In the 1990s, Mr. Iwu had received more than $2 million in research funds from US agencies after he claimed that he and a team of researchers had made a breakthrough in finding a cure for the contagious and deadly Ebola virus. Despite the huge sums of research grants that came his way, Mr. Iwu and his team never produced any drugs for clinical trial before he became the chairman of INEC, ultimately overseeing elections that local and international observes described as one of the worst in Nigeria’s history. He ran INEC from June 2005 to April 2010 when President Goodluck Jonathan removed him and replaced him with Ahmed Jega.

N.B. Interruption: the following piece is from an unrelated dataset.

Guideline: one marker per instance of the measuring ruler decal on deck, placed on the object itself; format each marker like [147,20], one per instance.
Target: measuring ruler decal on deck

In dismissing the claims about kola nuts as a cure for Ebola, Mr. Ujah cautioned the public against relying on spurious and unfounded medical claims. 

“It is even baffling that some people who call themselves medical professionals will put themselves in this situation,” said the professor. He added: “They should know better. Any claim that has not been tested or scientifically proven should not be fed to the public.”

In a similar vein, the Lagos State chairman of Nigerian Medical Association, Tope Ojo, also dismissed the claim, condemning the use of newspapers or the popular media to disseminate claims about medical cures. Mr. Ojo, who is a medical doctor, said, “We in the medical profession have a way of communicating medical recommendations and that is not the way.” He added, “Currently, there is no proof for that claim and someone should not just jump at the public and claim he or she has a cure. 

“If bitter kola is a cure the Ebola virus, we would have recommended that everyone should go and start chewing it everywhere, even as a prophylaxis, so that we won't even bother about cure,” said the chairman of the Lagos chapter of the NMA.

Ujah and Ojo advised Nigerians to adopt simple hygienic habits, such as washing their hands regularly with soap, to minimize the odds of contracting the virus.

Nigerian authorities have confirmed that a Nigerian doctor in Lagos had contracted the virus after treated a Liberian victim, Patrick Sawyer, who died of the virus recently. The late Sawyer was the first reported case of the virus in Nigeria.